Excellence is grown, not born, a New York Times best-selling author told members of the Evanston school community on Friday. 

"We're taught in our culture to think of talent as a natural gift," said Daniel Coyle, author of The Talent Code. He addressed about 20 teachers, parents and school administrators at the Joseph E. Hill Education Center, 1500 McDaniel Ave. 

American culture presents an oversimplified version of the talent-making process, in which it is reduced to a vague combination of inborn gifts and hard work, he said. 

"It's sort of like saying you get Ferraris by combining steel and red paint and Italians," Coyle said. 

He said he spent two years visiting "talent hotbeds" – gyms, schools and other places of learning that, despite having few resources, produce an unusual number of high performers – to find out how, precisely, talent develops. 

"There's one thing that leapt out at me right away when I visited these places, which was all the kids had the same expression on their face, and it was Clint Eastwood," he said. "This grimace, this kind of slight nostril flare, 'make my day' sort of thing." 

That's because each student entered the "deep practice zone," a state of profound concentration in which they operated on the edge of their ability and frequently made mistakes, Coyle said. 

He said mistakes are the whole point, explaining that "good piano practices sound like hell."

Parents, educators and students should recognize mistakes as valuable parts of the learning process instead of flags of incompetence, he said.

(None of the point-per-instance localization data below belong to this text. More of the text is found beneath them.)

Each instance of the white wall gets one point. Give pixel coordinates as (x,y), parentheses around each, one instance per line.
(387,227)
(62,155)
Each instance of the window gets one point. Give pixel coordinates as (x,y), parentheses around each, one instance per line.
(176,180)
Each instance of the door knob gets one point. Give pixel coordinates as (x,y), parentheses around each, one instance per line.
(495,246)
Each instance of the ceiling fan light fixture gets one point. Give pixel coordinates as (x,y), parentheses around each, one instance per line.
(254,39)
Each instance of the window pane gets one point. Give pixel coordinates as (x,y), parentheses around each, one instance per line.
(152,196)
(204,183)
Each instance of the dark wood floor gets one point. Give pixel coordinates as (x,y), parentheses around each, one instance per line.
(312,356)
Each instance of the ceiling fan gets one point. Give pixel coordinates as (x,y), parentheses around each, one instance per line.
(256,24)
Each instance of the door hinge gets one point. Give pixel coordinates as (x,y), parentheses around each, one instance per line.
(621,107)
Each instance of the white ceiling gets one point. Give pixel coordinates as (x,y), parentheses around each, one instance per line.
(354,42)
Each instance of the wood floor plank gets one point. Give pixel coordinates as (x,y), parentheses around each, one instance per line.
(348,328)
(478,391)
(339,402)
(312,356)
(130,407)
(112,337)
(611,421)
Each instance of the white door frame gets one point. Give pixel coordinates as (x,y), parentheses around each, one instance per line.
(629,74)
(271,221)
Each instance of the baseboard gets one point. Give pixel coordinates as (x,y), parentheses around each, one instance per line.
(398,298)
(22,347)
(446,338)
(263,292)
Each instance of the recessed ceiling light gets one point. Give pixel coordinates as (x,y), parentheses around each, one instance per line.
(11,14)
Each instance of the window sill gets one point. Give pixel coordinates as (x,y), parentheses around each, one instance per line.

He suggested that they compare learning to a muscle and explain to children that the best way to get stronger is through intense, painful, frustrating practice. 

"If you don't tell a kid that the weight room is supposed to hurt, they won't get in good shape," Coyle said. 

Furthermore, when students achieve, he said, they will be more confident if praised for their effort, not their intelligence. 

Northwestern Professor Seth Lichter, who attended the meeting, said he applies some of the same principles in his teaching style. 

Coyle said teachers should actively engage students, not lecture them, or the information will "wash over" them without sinking in. 

In this vein, Lichter said he assigns "overwhelming" projects to push students to the edge of their abilities and to encourage them to learn on their own. 

"I try to give as much responsibility (as possible) for learning to the students," he said.

Skokie/Evanston School District 65 board member Kim Weaver said Coyle's research has influenced her parenting style.